While this awe causes you to smile, your eyes light up with questions as you delve deeper into the sound a black-capped chickadee makes compared to the cardinal.  You want to know why some turtle shells are soft and others hard.  And you ask the difficult questions, too.  WHY is there hate?  WHY do people think it's okay to be mean?  You live in the light while questioning the dark.  And as you see and experience moments of darkness, you reach deep inside to find a glimmer of light, no matter how small.

"He must be so sad, mommy," is what you said about a boy in a story we were reading.  He was a bully who wanted to demean others to feel more important.  As we read, you stopped me.  "He is so sad inside and so he wants everyone else to feel just as sad so that he isn't lonely on top of sad."  Then I had to stop reading just to look at you with the same awe in which you see God's creations in nature.

How did you get so wise?

I now know.  You are beating death and spreading more and more light because of it.  When I want to respond to injustice or negativity or angry people with my own dose of angry retorts, I remember not to feed the sadness or bitterness of others, but to respond with light.  You are teaching me that, and I still have a long way to go.

In so many ways, Brody and I are kindred spirits with you, Gideon.  We both feel the pull of your excitement and revel in the amazement you experience.  We all close our eyes when you do as we listen to "beautiful" music together.  Hoppipolla is a song we found together during the darkest part of your battle, and we all felt calmness and peace because of it as we whirled around the kitchen together to the beat.  Once I found out the meaning of the words, it pulled us all in even more.

Sigur Ros became a part of our battle soundtrack.  I was surprised by Alex when he took me to see Sigur Ros in concert this week.  You were with your daddy, brother and step-mommy-to-be on Spring Break vacation.  I have never felt so emotionally stirred during a live performance in my entire life.  As Sigur Ros sang and played his guitar with a violin bow, pictures of innocence and wonder and lights whirled around the stage.  And tears kept on falling, sometimes without me even noticing.  One song depicted a little boy swimming underwater with fish.  He was smiling while swimming, while sharing life with cold blooded creatures so unlike him, but with him at the same time.  I was surrounded by the wonder of it all, and I realized that when I do get to heaven, I will request my angels sound like Sigur Ros.  Also, I realized no matter how far apart we may be, the light is with us at the same time.  The Holy Spirit is good at that -- being everywhere all at once.  

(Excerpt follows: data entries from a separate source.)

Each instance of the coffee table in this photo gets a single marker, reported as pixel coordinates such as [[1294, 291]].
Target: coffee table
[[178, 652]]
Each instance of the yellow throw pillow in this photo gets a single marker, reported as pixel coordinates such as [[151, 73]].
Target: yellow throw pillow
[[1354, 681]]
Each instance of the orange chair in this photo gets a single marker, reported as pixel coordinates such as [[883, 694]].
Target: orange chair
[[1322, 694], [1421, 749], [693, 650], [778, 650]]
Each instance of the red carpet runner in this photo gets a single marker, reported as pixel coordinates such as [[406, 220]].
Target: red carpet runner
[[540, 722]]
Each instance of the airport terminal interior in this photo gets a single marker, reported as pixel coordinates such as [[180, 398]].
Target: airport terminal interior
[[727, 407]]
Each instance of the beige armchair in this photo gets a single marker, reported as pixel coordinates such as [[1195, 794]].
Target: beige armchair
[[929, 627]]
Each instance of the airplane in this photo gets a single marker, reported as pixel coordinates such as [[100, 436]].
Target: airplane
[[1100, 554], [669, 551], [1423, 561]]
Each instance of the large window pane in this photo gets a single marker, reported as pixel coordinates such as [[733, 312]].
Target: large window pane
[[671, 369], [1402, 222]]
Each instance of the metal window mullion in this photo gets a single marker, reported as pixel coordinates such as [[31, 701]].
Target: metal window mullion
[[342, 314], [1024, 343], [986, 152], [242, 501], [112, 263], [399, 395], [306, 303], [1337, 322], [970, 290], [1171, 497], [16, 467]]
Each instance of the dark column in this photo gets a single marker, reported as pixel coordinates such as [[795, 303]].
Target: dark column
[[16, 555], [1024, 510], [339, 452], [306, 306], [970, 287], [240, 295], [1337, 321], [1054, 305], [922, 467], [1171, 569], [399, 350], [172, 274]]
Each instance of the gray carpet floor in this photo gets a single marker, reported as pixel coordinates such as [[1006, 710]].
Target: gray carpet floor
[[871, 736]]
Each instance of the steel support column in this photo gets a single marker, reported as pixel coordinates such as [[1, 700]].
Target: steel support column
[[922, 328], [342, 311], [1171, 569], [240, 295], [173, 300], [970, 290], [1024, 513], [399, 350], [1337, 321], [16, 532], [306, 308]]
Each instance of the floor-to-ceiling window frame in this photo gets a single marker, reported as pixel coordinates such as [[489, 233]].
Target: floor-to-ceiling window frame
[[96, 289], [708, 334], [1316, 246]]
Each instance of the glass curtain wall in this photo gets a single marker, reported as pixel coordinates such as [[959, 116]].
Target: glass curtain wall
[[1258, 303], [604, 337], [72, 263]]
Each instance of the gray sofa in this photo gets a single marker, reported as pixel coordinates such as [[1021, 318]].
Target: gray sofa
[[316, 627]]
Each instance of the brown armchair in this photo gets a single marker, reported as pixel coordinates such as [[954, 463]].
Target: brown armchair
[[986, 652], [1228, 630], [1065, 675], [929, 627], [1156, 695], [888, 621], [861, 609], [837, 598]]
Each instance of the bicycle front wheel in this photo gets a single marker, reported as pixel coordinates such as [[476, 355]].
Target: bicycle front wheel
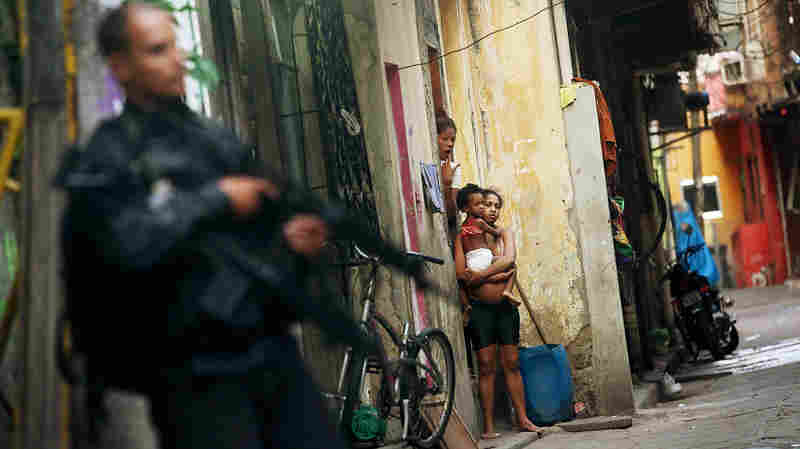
[[434, 375]]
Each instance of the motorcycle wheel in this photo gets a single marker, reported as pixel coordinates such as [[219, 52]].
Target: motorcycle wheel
[[711, 336], [732, 342], [688, 341]]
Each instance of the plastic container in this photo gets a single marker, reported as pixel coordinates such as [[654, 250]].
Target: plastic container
[[548, 383]]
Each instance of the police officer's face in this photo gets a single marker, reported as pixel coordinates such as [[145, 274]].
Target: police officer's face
[[153, 66]]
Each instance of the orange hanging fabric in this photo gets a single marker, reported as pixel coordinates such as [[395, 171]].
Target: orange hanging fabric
[[608, 140]]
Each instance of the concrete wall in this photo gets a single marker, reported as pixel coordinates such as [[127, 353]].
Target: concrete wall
[[504, 94], [505, 101], [381, 33]]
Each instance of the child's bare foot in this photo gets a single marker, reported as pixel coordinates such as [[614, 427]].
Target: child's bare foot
[[502, 276], [525, 425], [512, 299]]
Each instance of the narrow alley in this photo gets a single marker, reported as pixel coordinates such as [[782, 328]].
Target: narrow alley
[[749, 400]]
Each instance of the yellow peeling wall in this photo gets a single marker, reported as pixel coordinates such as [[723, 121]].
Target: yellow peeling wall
[[504, 97], [716, 161]]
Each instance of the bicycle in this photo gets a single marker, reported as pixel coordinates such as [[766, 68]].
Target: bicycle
[[421, 382]]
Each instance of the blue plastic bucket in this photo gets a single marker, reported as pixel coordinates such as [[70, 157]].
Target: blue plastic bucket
[[548, 384]]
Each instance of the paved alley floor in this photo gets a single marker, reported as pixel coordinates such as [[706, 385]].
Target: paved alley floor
[[756, 405]]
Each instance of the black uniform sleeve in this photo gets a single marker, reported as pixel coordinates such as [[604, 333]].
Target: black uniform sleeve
[[131, 226], [134, 234]]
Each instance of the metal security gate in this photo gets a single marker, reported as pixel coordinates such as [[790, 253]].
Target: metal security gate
[[340, 119]]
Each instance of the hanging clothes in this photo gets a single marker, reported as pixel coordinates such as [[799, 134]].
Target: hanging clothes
[[608, 139], [701, 262]]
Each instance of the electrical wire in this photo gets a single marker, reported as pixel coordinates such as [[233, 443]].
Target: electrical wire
[[485, 36]]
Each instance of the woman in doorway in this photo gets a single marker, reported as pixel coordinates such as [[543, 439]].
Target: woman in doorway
[[450, 171], [494, 322]]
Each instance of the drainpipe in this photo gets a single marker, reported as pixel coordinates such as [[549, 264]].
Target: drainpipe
[[555, 41], [781, 206]]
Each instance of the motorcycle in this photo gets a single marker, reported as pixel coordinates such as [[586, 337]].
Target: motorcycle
[[701, 312]]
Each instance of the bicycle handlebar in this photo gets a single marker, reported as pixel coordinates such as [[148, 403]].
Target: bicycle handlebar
[[430, 259], [366, 258]]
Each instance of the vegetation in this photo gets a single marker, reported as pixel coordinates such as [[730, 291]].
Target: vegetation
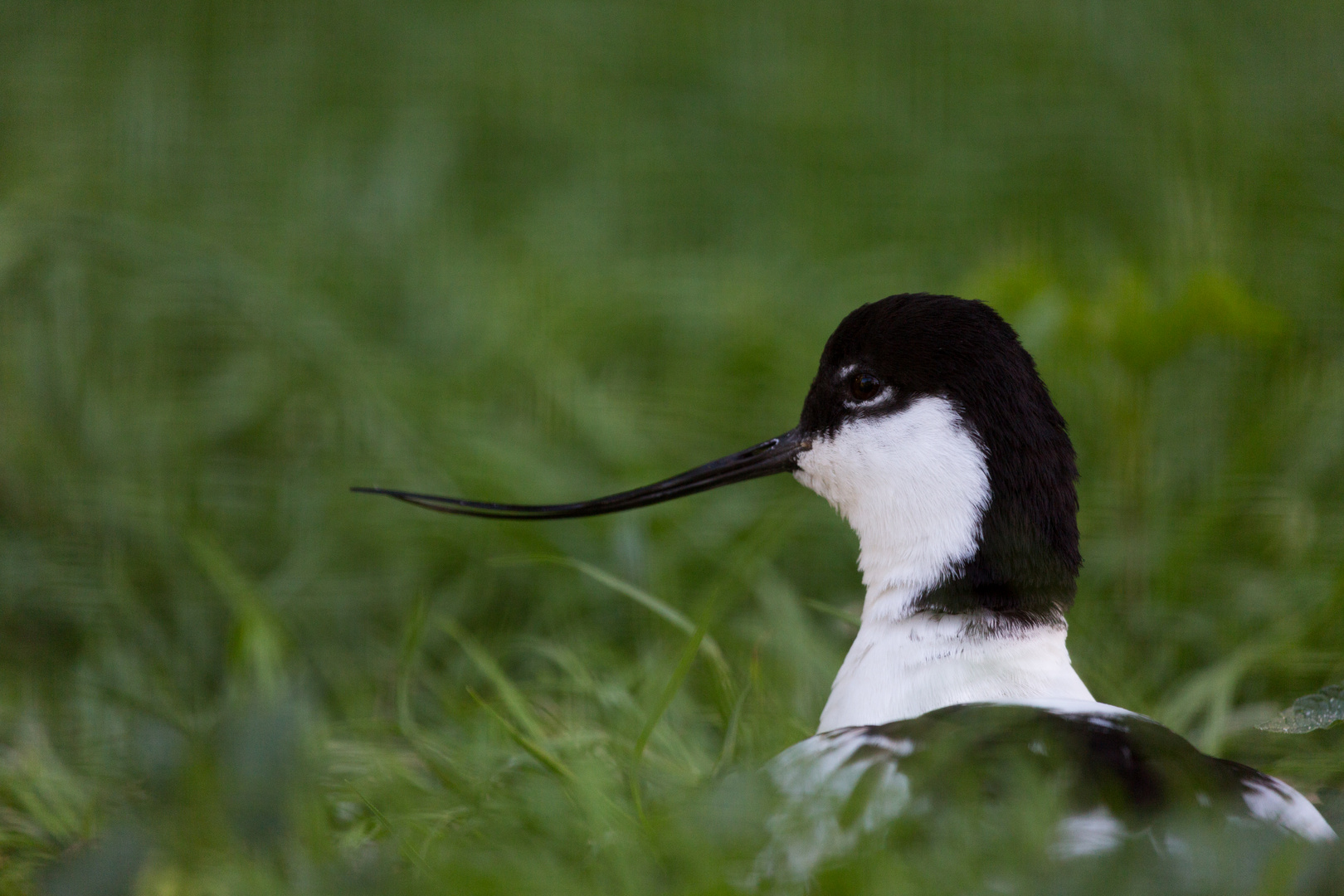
[[256, 253]]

I pray you always feel the Life in that Light, Gideon.  It is the only way to truly live in the moment, and the moments added together make for a life movie that centers around the goodness and beauty of it all.  Even though we are conscious of the dark, we won't let it shade the brilliance that is this life God has blessed us with.

Live out those blessings, little boy.  There is nothing uneducated, lacking of knowledge, or idiotic about embracing the wonders around us with a smile and optimism.  Shine on, Gideon!  It's all about LOVE.  All of it.